While the African Pharmaceutical Technology Foundation is being established under the auspices of the African Development Bank, it will operate independently and raise funds from various stakeholders including governments, development finance institutions, philanthropic organisations among others.
The Foundation will boost the African Development Bank’s commitment to spend at least US$3bn over the next 10 years to support the pharmaceutical and vaccine manufacturing sector under its Vision 2030 Pharmaceutical Action Plan.
The Foundation’s areas of work will also be an asset to all other current investments into pharmaceutical production in Africa.
Rwanda will host the African Pharmaceutical Technology Foundation.
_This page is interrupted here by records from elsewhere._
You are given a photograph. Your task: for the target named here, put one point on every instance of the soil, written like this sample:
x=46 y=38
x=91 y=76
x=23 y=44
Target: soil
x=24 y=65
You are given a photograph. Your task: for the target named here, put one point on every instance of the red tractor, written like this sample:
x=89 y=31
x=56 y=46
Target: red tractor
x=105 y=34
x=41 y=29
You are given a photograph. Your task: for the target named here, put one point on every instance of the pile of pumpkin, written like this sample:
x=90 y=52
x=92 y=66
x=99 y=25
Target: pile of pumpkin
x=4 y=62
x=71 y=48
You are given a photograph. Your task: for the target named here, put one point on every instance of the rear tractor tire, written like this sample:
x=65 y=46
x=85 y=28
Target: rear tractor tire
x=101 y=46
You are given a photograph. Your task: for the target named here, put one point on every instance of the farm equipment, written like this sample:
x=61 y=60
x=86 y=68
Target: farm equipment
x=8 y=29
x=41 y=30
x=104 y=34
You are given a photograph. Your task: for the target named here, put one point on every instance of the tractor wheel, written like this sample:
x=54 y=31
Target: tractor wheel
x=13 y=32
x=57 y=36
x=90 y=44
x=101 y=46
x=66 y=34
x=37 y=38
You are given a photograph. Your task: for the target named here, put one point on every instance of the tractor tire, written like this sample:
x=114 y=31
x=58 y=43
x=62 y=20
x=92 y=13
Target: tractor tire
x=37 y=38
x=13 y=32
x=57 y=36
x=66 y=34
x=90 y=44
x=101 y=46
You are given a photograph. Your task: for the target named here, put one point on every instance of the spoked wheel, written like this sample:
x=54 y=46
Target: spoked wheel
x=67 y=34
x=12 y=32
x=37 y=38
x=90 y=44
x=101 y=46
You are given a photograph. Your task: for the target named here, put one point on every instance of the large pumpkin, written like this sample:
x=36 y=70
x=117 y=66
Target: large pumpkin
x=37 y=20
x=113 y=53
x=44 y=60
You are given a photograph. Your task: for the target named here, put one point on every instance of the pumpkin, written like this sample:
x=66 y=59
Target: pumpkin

A common benefits entity, the Foundation will have its own governance and operational structures. It will promote and broker alliances between foreign and African pharmaceutical companies.
The African Pharmaceutical Technology Foundation will strengthen local pharmaceutical companies to engage in local production initiatives with systematic technology learning and technology upgrading at the plant level.
The Foundation will work with African governments, research and development centers of excellence to strengthen the regional pharmaceutical and vaccine innovation ecosystem for Africa and build skills of the kind needed for the pharmaceutical sector to flourish.
It will also promote closer coordination of the various ongoing medicines and vaccines’ manufacturing initiatives at the regional level to increase collaborative linkages, leverage synergies and partnerships in a pan-African context.
The African Pharmaceutical Technology Foundation will work closely with the African Union Commission, European Union Commission, the World Health Organisation, the Medicines Patent Pool, the WTO, philanthropic organisations, bilateral and multilateral agencies and institutions, and will foster collaboration between the public and private sectors in developed countries and developing countries.